Chronicles of Riddick, The

July 29th, 2004 Film, Film Reviews, Xpress

Starring: Vin Diesel, Judi Dench, Karl Urban, Colm Feore, Thandie Newton, Keith David.

Writer/Director: David Twohy

David Twohy’s Pitch Black was one of the underground success stories of 2000, and deservedly so. It took a simple yet unshakable science fiction premise — a small, disparate band lost in a universe not their own with horror stalking them at every angle — and executed it perfectly.

It threw in just enough characterisation to stop it being another Alien rip off, and its intentions were just in the right place. Two stars emerged from Pitch Black, the menacing creatures swooping through the dark, and the small part of a convict being transported who escapes during the crash landing and becomes an unlikely hero.

That star was former New York bouncer Mark Vincent, better known as Vin Diesel, and after single-handedly claiming the crown of action hero for the Millennium Generation, he’s finally revisiting the character that made him a star.

We meet Riddick several years after we left him at the end of his escape from the Pitch Black world. Being pursued across a frozen world by an attack ship full of overzealous bounty hunters, Riddick does what he does best.

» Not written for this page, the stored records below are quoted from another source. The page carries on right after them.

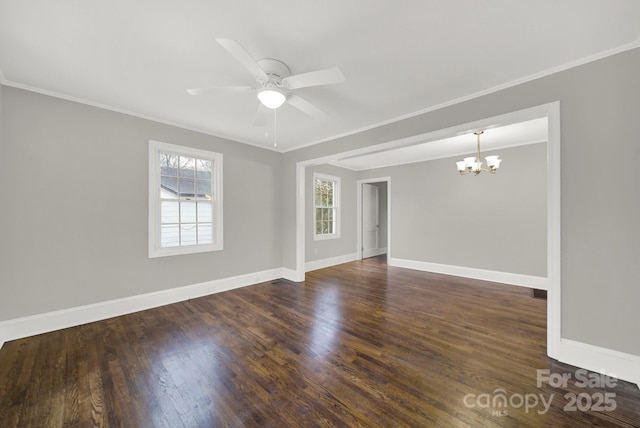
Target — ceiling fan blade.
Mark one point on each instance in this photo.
(307, 108)
(242, 56)
(214, 89)
(328, 76)
(262, 114)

He overpowers the entire crew from outside and takes over the craft to go in search of the man who betrayed his hiding place to bounty hunters, Abu from the original.

Abu, it seems, knows the truth about Riddick that he doesn’t know himself, and has brought him forcibly out of hiding in order to meet his destiny. A savage race called the Necromongers are sweeping the universe, converting entire planets to their belief system and army or wiping them out, and they’re on their way to Abu’s home planet.

And as the only surviving member of the Furian race, Riddick alone has the power to stop them. Wanting none of it, the glow-eyed hero makes to turn his back on Abu and his people like he did once before when the Necromongers arrive and Riddick has no choice but to fight.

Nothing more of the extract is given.